Collect all subjects metadata.

Parameters:	fpath : `str` The directory path of all participant data. spath : `str` The directory path of all participant data.
Returns:	df : `ndarray` Pandas dataframe of subject metadata.

variables(self, df)[source]¶

Output list of variables for easy html viewing.

Parameters:	df : `pandas.DataFrame` Pandas dataframe of raw data. This is used as a filter to prevent unused participants from being included in the data. path : `str` The directory path save and read the hdf5 dataframe.
Returns:	df_definitions : `pandas.DataFrame`

dwell(self, df, cores=1, isMultiprocessing=False)[source]¶

Calculate dwell time for sad and neutral images.

Parameters:	df : `pandas.DataFrame` Pandas dataframe of raw data. This is used as a filter to prevent unused participants from being included in the data. cores : `int` Number of cores to use for multiprocessing.
Returns:	df : `pandas.DataFrame` Pandas dataframe with dwell time. error : `list` List of participants that were not included in dataframe.

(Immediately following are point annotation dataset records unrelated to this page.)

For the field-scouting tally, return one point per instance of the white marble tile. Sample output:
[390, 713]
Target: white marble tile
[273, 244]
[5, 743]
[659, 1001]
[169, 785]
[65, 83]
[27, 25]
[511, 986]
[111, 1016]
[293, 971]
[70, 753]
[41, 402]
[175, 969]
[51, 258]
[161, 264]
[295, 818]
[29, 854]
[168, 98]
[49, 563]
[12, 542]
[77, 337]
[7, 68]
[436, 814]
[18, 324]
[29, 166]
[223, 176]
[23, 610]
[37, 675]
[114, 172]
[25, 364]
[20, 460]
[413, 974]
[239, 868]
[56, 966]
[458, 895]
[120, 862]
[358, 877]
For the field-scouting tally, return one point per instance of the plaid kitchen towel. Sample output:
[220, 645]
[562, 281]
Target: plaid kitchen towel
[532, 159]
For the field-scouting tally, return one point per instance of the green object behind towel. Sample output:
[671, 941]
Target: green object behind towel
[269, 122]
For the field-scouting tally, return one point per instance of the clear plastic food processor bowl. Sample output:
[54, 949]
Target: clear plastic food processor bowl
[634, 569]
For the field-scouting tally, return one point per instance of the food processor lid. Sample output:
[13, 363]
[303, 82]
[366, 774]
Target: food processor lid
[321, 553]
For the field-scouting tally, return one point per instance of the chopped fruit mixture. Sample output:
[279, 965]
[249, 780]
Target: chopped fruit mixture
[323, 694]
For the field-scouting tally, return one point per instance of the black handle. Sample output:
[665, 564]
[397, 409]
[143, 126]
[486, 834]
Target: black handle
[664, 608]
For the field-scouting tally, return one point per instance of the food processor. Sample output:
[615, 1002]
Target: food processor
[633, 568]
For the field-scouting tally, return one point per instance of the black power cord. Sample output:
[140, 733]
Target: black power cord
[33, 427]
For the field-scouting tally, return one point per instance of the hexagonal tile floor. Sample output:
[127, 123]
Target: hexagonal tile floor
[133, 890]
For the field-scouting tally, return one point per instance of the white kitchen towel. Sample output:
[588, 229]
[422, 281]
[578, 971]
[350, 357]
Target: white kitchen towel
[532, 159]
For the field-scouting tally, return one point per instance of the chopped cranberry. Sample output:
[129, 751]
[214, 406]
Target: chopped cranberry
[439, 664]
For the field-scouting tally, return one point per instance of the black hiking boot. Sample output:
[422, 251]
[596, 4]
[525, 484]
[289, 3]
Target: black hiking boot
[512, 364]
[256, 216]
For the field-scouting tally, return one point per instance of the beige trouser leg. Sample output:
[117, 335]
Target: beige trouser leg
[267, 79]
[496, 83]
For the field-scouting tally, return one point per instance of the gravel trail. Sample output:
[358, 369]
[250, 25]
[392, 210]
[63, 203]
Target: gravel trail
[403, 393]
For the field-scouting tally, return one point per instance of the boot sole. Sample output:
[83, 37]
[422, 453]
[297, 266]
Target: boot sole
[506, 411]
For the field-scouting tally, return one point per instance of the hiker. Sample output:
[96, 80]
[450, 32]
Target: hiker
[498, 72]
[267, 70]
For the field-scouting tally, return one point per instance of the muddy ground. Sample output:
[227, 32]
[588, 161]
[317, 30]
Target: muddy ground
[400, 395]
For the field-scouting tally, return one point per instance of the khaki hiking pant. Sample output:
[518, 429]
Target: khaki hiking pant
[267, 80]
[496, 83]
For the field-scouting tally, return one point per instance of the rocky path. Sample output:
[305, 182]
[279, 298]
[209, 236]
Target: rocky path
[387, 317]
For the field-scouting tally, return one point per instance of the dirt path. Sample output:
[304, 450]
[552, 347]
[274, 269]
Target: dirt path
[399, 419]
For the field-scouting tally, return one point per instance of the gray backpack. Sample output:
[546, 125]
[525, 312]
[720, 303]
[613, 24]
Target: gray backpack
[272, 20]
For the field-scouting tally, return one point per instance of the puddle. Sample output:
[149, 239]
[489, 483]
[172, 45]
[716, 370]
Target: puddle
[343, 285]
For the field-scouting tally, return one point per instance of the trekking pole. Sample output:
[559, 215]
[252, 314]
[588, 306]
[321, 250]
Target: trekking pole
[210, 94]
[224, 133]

onset_diff(self, df0, merge=None, cores=1)[source]¶

Calculate differences in onset presentation (stimulus, dotloc) using bokeh, seaborn, and pandas.

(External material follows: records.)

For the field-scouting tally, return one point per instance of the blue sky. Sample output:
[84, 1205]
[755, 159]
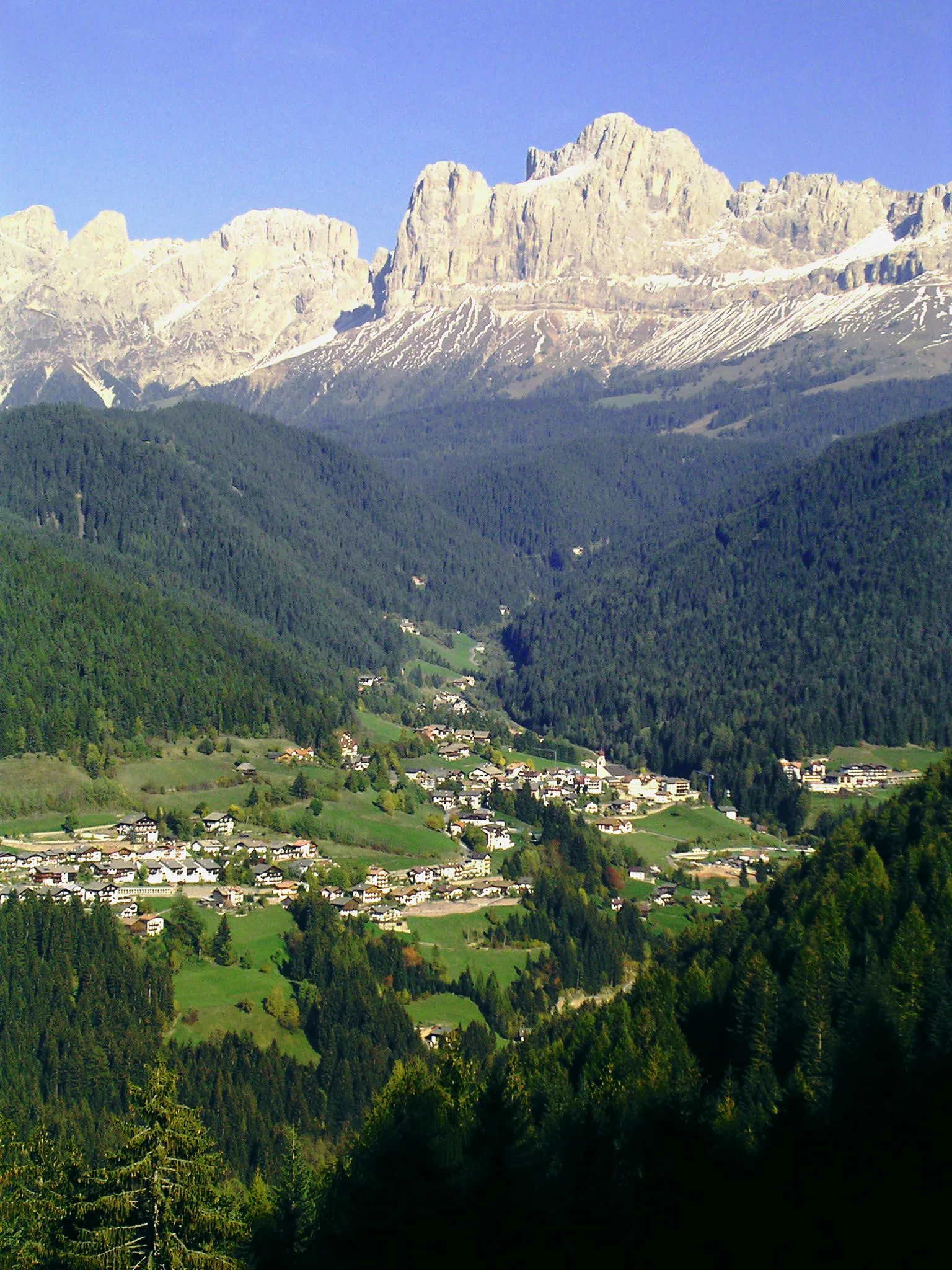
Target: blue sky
[184, 115]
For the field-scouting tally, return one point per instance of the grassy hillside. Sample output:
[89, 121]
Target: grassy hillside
[818, 616]
[207, 995]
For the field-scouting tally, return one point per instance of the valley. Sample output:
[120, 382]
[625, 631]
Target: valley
[477, 723]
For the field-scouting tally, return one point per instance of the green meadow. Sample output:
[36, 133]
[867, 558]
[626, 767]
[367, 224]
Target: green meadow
[444, 1010]
[454, 936]
[214, 991]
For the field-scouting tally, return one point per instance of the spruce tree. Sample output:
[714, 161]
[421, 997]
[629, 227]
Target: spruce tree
[156, 1206]
[223, 950]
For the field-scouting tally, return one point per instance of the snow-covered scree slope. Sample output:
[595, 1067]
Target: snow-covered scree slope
[620, 248]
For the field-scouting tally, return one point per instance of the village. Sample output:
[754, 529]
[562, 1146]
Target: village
[128, 865]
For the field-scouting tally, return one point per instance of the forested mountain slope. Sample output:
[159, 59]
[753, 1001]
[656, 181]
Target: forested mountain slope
[86, 653]
[635, 492]
[821, 615]
[283, 525]
[795, 1052]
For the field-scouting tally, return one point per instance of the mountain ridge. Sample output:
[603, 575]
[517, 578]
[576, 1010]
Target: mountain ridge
[621, 248]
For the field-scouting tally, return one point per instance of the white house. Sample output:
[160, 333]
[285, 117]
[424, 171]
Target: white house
[219, 822]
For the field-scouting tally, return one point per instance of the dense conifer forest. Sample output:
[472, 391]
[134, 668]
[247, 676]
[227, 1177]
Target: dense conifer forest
[819, 615]
[87, 654]
[284, 526]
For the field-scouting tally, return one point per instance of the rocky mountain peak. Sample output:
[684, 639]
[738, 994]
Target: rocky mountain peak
[620, 247]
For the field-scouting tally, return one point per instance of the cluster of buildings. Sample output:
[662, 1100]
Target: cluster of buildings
[853, 776]
[131, 861]
[627, 791]
[386, 895]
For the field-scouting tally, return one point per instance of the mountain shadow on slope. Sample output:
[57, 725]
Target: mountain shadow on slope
[815, 618]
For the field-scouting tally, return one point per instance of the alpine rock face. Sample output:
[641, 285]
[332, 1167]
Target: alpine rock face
[622, 248]
[102, 318]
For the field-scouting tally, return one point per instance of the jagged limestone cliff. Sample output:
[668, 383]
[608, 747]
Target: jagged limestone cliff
[621, 248]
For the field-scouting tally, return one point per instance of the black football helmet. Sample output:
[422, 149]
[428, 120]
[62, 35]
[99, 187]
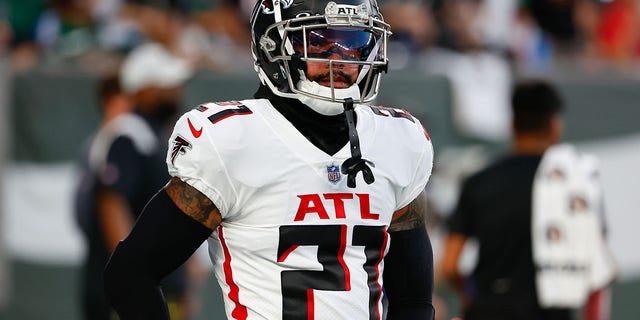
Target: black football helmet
[288, 34]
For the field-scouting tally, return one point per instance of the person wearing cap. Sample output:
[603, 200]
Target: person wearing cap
[125, 167]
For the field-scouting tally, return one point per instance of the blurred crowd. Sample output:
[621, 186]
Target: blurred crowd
[531, 36]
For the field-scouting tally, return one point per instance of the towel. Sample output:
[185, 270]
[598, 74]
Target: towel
[569, 248]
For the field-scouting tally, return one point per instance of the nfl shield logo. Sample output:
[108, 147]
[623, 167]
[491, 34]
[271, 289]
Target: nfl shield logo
[333, 174]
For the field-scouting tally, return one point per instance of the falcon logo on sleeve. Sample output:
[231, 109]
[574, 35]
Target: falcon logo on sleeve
[180, 146]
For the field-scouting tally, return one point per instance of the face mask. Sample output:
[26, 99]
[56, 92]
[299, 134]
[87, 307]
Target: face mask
[165, 110]
[326, 107]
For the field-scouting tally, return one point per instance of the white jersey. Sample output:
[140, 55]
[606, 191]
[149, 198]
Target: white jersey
[295, 242]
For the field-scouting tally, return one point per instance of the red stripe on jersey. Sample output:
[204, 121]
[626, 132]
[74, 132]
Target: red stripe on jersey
[377, 267]
[239, 311]
[286, 253]
[343, 246]
[310, 306]
[426, 134]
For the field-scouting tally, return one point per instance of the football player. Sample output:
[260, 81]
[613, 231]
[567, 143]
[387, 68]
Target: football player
[312, 202]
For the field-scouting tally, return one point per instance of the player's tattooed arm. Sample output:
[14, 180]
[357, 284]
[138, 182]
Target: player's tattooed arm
[412, 216]
[193, 203]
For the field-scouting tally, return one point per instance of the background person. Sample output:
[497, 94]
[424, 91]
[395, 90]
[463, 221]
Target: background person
[495, 207]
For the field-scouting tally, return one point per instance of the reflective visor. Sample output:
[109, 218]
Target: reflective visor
[352, 45]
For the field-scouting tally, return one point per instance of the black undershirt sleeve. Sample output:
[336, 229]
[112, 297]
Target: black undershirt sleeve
[162, 239]
[408, 275]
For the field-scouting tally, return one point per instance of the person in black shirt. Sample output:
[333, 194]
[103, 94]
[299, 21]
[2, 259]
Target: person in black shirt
[495, 208]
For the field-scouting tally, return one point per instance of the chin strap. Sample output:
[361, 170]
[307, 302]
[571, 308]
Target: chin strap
[351, 166]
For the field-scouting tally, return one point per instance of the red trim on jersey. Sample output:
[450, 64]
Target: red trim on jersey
[426, 134]
[239, 311]
[377, 268]
[343, 246]
[310, 304]
[286, 253]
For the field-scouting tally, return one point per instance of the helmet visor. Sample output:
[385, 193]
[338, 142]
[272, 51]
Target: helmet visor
[352, 45]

Parameters:	df0 : `pandas.DataFrame` Pandas dataframe of raw data. This is used to merge variables that may be useful for analysis. merge : `list` or None Variables to merge into returned df. cores : `int` Number of cores to use for multiprocessing.
Returns:	df1 : `pandas.DataFrame` Pandas dataframe. error : `pandas.DataFrame` Dataframe of each participants and the amount trials included in their data. drop : `list` List of participants that are 3 SD from median.